Kelburn Brewery from Barrhead near Paisley doesn’t get much attention. Perhaps this is because they don’t bottle and their beer is rarely seen outside Scotland’s central belt. It is, though, very easy to find in Glasgow. They tend to make very balanced, commercial beer to a high standard. I turned up at Blackfriars in Glasgow’s trendy Merchant City last night for the launch of their new beer, a 4.8% porter.
They already have a beer called Cart Blanche, which is a pun on the name of the nearby River Cart, so the natural choice for the new dark beer was to call it Cart Noir.
I love porter and I find it a great shame that more breweries don’t have one in their line-up. I’ve been told that the reason for this is because it’s harder to sell to pubs than pale beer. Nonetheless the crowd in Blackfriars only take a little over an hour to empty the first firkin.
It’s a nice beer that’s easy to drink. The head is pleasantly beige, reminiscent of much stronger stouts, but it lacks density so its light frothiness is a little disappointing. Bitterness comes from hops and roast malts in equal measure. A little sweetness is countered by slight acidity.
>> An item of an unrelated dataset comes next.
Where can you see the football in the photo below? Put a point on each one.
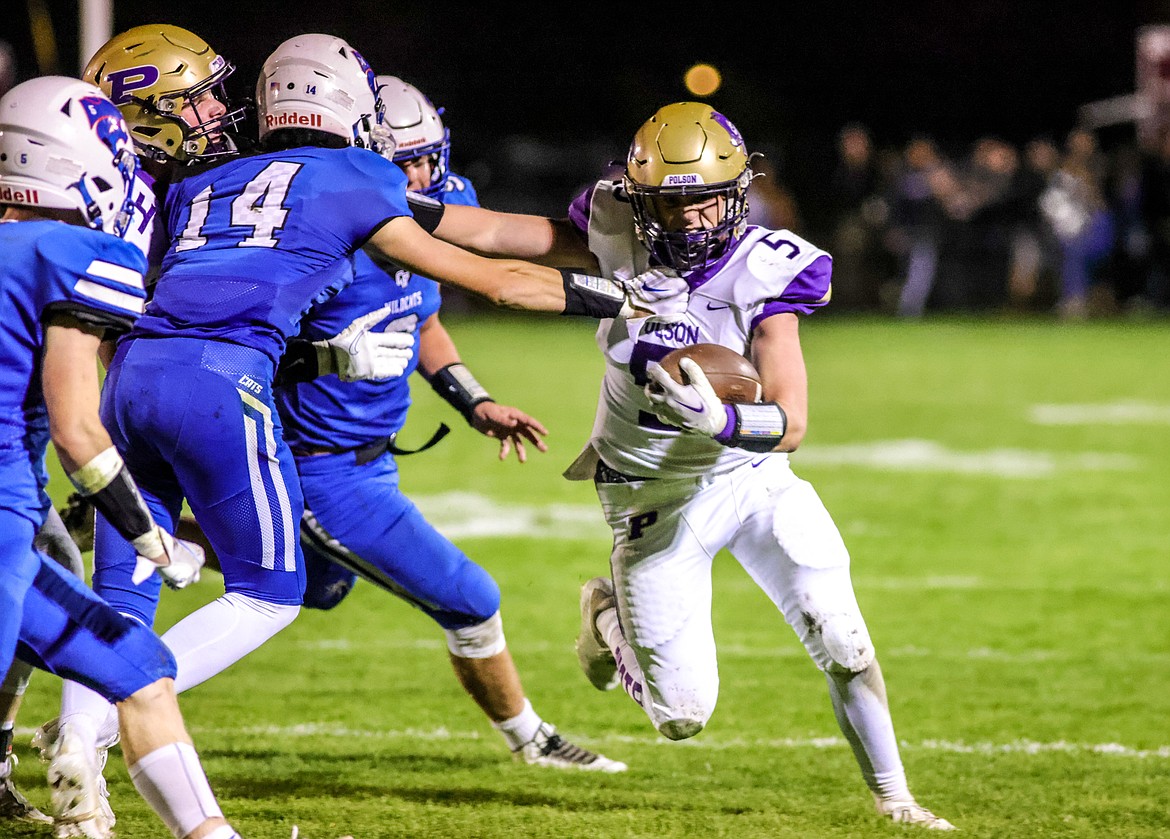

Roastiness does not predominate — the most distinctive feature is a strong, very pleasant bitter chocolate character.
Five grains are used: pale, chocolate, brown and colour malt and some roasted wheat, while the hops include Northdown and Bramling Cross. Interestingly, Franconian Carafa malt is used to ensure a deep black colour, rather than the usual black malt or roast barley.